Beast Wars

This was our first Unity project in DBGA. The assignment was to make a 2d game on some kind of grid and featuring a turn mechanic.
The game is a competitive turn based strategy game. In this game each player controls a king plus a team of five soldiers, chosen from a pool of five classes. The goal is to kill the enemy king or to bring him to the other side of the battlefield.



  • Concept and Game Design
  • System Design
  • UI Design
  • Documentation

Team size: 7                          Development: 4 weeks                         Engine: Unity

Concept, Prototype and System Design

The Construct “Prototype”

The constraints given us were that the game had to be turn based and on some kind of grid. The only pillar we established ourselves was that we wanted a contained experience with a lot of replayability. Once we ruled out procedural generation we decided to go for a competitive experience: a 5v5 deathmatch. After we finished the concept phase and we pitched (ita) it to our teachers we started testing with a”paper” prototype.

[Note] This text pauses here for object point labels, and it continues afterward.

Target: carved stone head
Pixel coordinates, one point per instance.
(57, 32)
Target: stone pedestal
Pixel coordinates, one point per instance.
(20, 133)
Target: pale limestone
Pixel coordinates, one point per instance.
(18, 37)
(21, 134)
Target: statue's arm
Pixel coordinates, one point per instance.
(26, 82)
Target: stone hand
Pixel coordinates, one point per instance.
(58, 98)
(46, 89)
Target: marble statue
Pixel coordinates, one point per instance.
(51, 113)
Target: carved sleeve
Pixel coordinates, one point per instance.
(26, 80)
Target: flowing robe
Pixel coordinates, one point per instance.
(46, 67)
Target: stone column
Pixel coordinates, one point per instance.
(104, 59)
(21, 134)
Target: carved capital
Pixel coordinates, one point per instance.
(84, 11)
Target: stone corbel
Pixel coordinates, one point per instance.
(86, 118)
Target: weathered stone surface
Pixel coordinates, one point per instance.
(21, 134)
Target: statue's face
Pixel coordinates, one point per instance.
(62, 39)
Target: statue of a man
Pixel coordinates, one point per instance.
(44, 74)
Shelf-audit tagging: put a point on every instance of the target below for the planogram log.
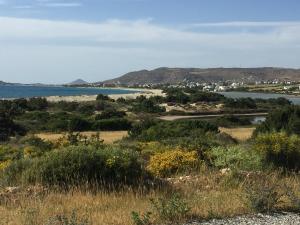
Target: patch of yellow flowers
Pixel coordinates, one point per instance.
(171, 162)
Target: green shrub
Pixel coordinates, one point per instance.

We wanted to make an actual paper prototype but, I can’t remember why, we instead made it with construct; not a working prototype just a background with some pawns to drag around with the editor. With this we were able to test our idea right away and we started tuning it in a matter of days.
We realized that a deathmatch would easily lead to a stall where the first to attack would be at a disadvantage. This led to two new mechanics: the king and the special abilities.
The king is a special pawn that if killed loses you the game, if brought to the other side of the battlefield wins you the game. This mechanic brought to the game some strategic depth and more choices in the overall game plan. For example now sacrificing your pawns is a legit strategy, while in a deathmatch that would just bring you closer to defeat.

Excel Spreadsheet

Although there is something to be said on the fact that the special abilities would not cancel the standoff situations in a game of perfect information, the sheer number of possible scenarios they allow makes it practically impossible to calculate the outcome. The result of this is that player would break the standoffs with an ability just because they had a “good hunch”. One side effect of the abilities was also that it complimented the “flavor” of the game.
The last mechanic we added in the prototype was that certain classes would gain stat bonuses if standing on certain types of tile.
Finally this lead us to the spreadsheet on the right (pardon my italian), which describes the systems in the game and how the various classes interact with each other.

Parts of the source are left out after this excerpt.